RHH: Along similar lines, though Sad Janet’s premise is farcical in its details, most of the accusations the protagonist lobs at Big Pharma are totally applicable to today’s reality. To what degree did you intend for the novel to serve as an indictment of the industry? And do you agree with Janet that gender dynamics (in the sense that mostly women are medicated and mostly men are profiting) are at the crux what’s dangerous about the increasing ubiquity of antidepressants?
LB: I mean I didn’t write it to be like big pharma is bad, but it is obviously. It’s just one woman’s story, it’s not supposed to speak for anyone else. I’m a huge believer in whatever works for you. There are millions of women that antidepressants have truly helped lead more normal lives but then there are a million more who maybe didn’t need them but weren’t really understood or listened to or shown a different way. It’s still mostly men in control of the world and women’s bodies though, and that’s not ok.
RHH: Maybe it’s wishful thinking, but Janet has a little bit of a queer streak, yeah? Her meaningful relationships in the present are all with women, and though those relationships are platonic, she often invokes less-than-platonic frameworks to describe things, like when she swaps reading lists with her friend Emma and calls it their “version of phone sex.”
LB: Janet doesn’t believe in labels but is probably queer, yeah, I mean I’m one of those people that is into people and wants to be a person and doesn’t go in for labels either. She’s wary of most people though so she’s probably asexual if anything.
RHH: I just finished reading and watching Normal People, and one of the things I found interesting about it, and that’s also true of your novel, is that internal obstacles take precedence over external ones. It’s super realistic, but it’s also risky, from a narrative perspective. How do you keep a reader from getting frustrated when a character won’t get out of their own way? I didn’t get frustrated with Janet, or at least not in a way that made me want to stop reading. To that end, what tips do you have for novelists about writing a character who’s her own worst enemy?

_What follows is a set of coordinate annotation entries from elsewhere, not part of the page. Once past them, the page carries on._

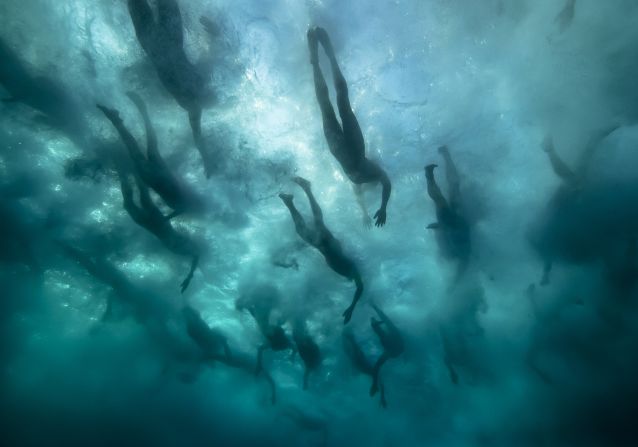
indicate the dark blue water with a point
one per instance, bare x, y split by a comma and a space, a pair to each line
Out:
491, 347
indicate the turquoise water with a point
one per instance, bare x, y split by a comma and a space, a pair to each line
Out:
97, 348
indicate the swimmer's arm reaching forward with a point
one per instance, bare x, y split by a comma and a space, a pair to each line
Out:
372, 172
358, 193
380, 215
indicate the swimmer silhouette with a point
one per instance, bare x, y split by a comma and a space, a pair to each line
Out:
163, 42
345, 140
452, 228
151, 167
322, 239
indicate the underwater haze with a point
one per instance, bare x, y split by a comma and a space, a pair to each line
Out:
319, 223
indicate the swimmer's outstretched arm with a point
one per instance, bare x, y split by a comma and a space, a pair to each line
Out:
347, 315
358, 193
129, 141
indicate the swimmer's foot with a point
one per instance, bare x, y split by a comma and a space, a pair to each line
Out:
313, 45
305, 184
286, 198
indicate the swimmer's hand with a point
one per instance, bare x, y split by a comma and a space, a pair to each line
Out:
380, 217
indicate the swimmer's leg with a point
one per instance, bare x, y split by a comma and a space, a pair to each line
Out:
558, 165
300, 224
170, 21
358, 193
347, 314
273, 388
331, 128
144, 23
151, 138
433, 189
351, 129
316, 209
195, 120
306, 375
452, 175
547, 268
127, 196
375, 373
194, 263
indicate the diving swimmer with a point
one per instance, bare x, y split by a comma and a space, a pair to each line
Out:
322, 239
148, 216
360, 361
163, 42
345, 140
562, 240
452, 228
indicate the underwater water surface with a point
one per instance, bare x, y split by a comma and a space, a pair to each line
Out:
168, 279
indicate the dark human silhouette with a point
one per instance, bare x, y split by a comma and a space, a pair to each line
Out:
452, 227
345, 140
391, 341
150, 167
360, 361
308, 350
322, 239
163, 41
148, 216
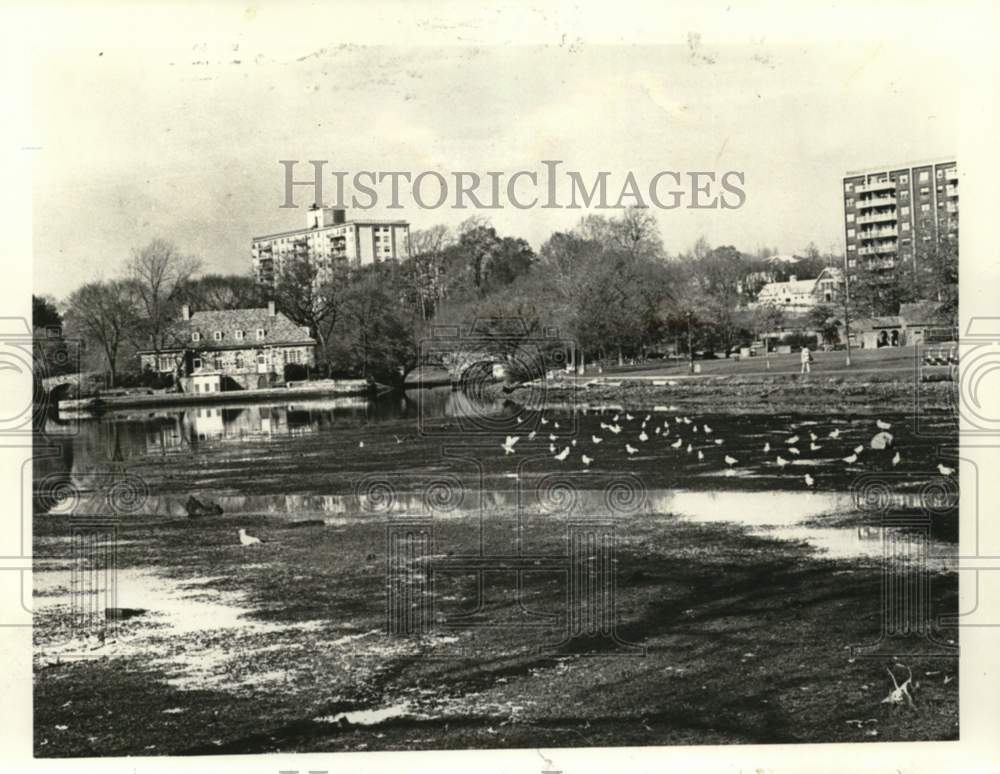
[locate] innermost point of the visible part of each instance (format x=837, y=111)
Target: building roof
x=311, y=229
x=278, y=331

LB: Oh man, I mean I’m someone that’s definitely their worst enemy and spent a lot of time in my own head, I mean I think we write these imaginary places and people so we can get out of our own reality in a way, especially now, I’m so grateful I get that escape, but then we get caught up in these imaginary people’s heads, so it’s madness, it’s all madness.

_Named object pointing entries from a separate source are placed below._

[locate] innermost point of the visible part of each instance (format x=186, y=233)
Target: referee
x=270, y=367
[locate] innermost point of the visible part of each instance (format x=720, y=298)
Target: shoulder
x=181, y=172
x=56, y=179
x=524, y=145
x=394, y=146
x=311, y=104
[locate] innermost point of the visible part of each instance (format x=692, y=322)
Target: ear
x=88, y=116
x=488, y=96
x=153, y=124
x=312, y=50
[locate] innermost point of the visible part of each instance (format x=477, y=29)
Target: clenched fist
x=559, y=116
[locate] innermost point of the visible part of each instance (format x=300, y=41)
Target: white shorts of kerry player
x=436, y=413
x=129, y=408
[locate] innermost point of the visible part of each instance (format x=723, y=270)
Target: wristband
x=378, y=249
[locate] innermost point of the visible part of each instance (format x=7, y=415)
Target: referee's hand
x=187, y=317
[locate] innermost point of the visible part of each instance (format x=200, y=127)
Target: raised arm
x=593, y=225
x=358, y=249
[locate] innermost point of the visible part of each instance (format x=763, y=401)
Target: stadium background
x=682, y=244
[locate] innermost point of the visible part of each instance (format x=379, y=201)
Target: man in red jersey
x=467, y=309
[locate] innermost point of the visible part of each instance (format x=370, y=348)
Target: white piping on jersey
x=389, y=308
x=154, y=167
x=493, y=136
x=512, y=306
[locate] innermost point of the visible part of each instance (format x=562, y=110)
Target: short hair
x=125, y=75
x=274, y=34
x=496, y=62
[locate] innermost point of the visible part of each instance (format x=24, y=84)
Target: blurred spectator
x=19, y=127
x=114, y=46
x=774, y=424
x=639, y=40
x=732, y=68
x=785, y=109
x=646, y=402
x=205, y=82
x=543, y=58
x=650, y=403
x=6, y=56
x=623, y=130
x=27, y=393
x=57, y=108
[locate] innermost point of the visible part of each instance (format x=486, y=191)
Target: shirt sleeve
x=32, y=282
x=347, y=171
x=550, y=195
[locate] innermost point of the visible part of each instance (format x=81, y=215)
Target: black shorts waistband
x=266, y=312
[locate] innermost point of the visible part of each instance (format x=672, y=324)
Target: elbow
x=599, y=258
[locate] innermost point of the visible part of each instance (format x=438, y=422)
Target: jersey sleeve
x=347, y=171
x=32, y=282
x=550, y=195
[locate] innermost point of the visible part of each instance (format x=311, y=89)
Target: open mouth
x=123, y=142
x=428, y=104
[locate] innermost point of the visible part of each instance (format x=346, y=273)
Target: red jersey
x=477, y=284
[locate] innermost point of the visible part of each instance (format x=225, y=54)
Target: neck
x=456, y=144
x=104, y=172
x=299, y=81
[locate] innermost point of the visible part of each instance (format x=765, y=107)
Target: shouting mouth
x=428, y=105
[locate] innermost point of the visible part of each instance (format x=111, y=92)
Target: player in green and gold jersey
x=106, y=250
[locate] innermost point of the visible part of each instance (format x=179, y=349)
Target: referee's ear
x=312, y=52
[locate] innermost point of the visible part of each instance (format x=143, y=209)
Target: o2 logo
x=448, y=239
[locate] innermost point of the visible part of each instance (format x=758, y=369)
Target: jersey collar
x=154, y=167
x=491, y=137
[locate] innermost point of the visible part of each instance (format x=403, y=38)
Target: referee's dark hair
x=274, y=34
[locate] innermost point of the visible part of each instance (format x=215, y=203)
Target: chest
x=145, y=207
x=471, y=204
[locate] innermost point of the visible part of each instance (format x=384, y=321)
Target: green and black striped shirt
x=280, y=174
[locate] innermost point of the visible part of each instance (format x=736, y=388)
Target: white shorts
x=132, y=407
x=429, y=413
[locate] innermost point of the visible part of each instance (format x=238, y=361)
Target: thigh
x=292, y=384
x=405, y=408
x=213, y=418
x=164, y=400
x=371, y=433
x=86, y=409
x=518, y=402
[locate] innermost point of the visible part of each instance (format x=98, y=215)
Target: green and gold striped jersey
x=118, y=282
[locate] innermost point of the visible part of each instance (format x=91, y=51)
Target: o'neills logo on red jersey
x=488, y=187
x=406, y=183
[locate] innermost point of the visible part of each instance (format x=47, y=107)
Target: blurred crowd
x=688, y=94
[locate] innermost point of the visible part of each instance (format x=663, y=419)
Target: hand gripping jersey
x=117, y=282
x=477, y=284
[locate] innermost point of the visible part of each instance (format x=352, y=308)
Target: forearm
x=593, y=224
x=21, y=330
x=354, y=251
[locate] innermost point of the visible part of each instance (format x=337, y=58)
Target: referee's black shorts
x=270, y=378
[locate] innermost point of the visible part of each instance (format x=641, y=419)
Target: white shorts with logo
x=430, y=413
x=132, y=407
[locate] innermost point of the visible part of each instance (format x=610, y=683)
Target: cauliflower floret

I would never give anyone writing advice, it’s whatever works for you, just stay true to your characters, you have to let them do their thing, something I find hard but also great is you have to give yourself up to that, like you have to go willingly into the madness a bit.
I guess it comes back to that likeability thing again though, even if a character is a pain in the ass you have to find what makes you root for them. I hope people root for Janet.
Lucie Britsch has written for Catapult Story, Vol. 1 Brooklyn, Split Lip Magazine, and The Sun, and her writing has been nominated for a Pushcart Prize. Sad Janet is her first novel.